Kansas Nebraska Weekend
Crane Meadows & Loess Bluffs March 25, 2007

Sunday morning I was up at 5:15, quickly preparing for the day and checked out in time to return to Crane Meadows at 6AM. This morning I had a spot in a blind and was hoping for a better experience than the previous evening. Crane Meadows operates 3 blinds. All are off premise on private property. I convoyed with about 7 others and a guide to the farthest location, about seven miles away.

We parked on a county road and walked about 400 yards (seemed longer in the dark) to a large blind about 35 yards from the river. The blind was totally inclosed. There is a row of windows that can be opened and folding chairs that made loud sounds when people moved them. The area of the river closest to the blind didn't appear to be prime roosting territory. We could hear a lot of birds calling upriver, but none nearby.

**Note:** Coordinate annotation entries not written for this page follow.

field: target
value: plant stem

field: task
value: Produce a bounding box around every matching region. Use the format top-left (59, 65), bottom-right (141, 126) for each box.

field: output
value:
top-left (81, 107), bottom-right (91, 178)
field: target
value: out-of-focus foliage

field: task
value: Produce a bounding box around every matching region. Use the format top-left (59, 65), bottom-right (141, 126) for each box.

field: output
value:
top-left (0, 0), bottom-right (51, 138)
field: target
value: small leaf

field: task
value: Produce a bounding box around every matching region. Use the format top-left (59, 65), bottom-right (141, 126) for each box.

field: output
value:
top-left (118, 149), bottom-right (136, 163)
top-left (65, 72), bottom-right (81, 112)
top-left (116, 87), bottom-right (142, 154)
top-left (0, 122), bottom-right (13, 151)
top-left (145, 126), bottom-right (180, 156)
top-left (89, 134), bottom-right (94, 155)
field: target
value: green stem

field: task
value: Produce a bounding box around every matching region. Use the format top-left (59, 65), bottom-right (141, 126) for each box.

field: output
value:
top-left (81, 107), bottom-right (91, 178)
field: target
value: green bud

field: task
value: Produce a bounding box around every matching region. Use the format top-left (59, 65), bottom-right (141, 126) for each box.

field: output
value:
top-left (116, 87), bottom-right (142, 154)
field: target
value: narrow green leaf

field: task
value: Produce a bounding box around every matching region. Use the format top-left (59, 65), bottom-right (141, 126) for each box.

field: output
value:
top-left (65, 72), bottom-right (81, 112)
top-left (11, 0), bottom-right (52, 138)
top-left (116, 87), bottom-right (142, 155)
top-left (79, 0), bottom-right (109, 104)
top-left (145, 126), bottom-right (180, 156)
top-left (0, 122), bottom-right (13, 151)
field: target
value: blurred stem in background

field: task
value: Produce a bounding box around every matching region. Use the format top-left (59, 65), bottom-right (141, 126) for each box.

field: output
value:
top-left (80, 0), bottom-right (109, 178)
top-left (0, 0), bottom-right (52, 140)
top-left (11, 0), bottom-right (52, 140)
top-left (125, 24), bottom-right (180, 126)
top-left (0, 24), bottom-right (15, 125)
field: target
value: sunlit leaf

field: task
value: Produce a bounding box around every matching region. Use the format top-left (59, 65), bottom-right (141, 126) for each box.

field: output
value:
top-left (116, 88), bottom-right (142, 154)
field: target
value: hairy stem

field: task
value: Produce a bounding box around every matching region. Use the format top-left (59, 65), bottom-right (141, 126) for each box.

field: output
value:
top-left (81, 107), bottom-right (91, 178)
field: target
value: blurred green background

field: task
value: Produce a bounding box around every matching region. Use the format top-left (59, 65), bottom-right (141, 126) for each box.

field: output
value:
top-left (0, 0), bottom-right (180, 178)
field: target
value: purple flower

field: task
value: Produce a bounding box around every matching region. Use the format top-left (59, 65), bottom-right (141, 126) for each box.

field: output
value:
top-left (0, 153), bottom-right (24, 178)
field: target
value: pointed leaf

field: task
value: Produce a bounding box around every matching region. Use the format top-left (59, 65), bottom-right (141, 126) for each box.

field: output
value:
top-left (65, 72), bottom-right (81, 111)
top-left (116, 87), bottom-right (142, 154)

Sandhill Cranes in the Platte River near Grand Island, Nebraska
Sandhill Cranes in the Platte River near Grand Island, Nebraska

Sandhill Crane and Red-breasted Mergansers
Sandhill Crane and Red-breasted Mergansers

As the eastern sky lightened, it became obvious that no crane were roosting nearby. Birds would fly by and there were a few mergansers, sandpipers and killdeer nearby. There were cranes still in their roost perhaps a quarter mile down river, and as it grew light, a few worked their way closer, but we were never as close to cranes while  driving past fields fields on the way back to the highway.

Coming home, I drove across I-80 to Lincoln, Nebraska than over to Iowa and I-29. In Missouri,  stopped at the since renamed Loess Bluffs National National Wildlife Refuge. I saw many thousands of snow geese at Loess Bluffs two years ago, but this visit was a couple of weeks later in the season and many of them were gone. I still saw many other water birds, and turtles and it was worth driving a few miles off the interstate to take the 10 mile circle drive.

Shovelers and American Coot at Squaw Creek National Wildlife Refuge
Shovelers at Loess Bluffs National Wildlife Refuge

Western Painted Turtles, Red-eared Slider, and American Coot
Western Painted Turtles, Red-eared Slider, and American Coot

Then back on the highway and down to St. Joseph where I turned off and crossed to Atchison, Kansas. My page at kansastravel.org about the home where Amelia Earhart was born is one of the most visited pages and I wanted to get some interior photos. But no one was there to open the museum at 1PM. I waited 15 minutes then gave up and drove on to Leavenworth where I stopped for lunch at the Santa Fe Depot Diner. It is located in a beautiful old depot, and I had high hopes, but the food was only average and it won't make the list of memorable restaurants.

Amelia Earhart Birthplace Museum in Atchinson, Kansas
 Amelia Earhart Birthplace Museum

After driving some of the old streets and admiring some of the many other old buildings in Leavenworth, I continued on home.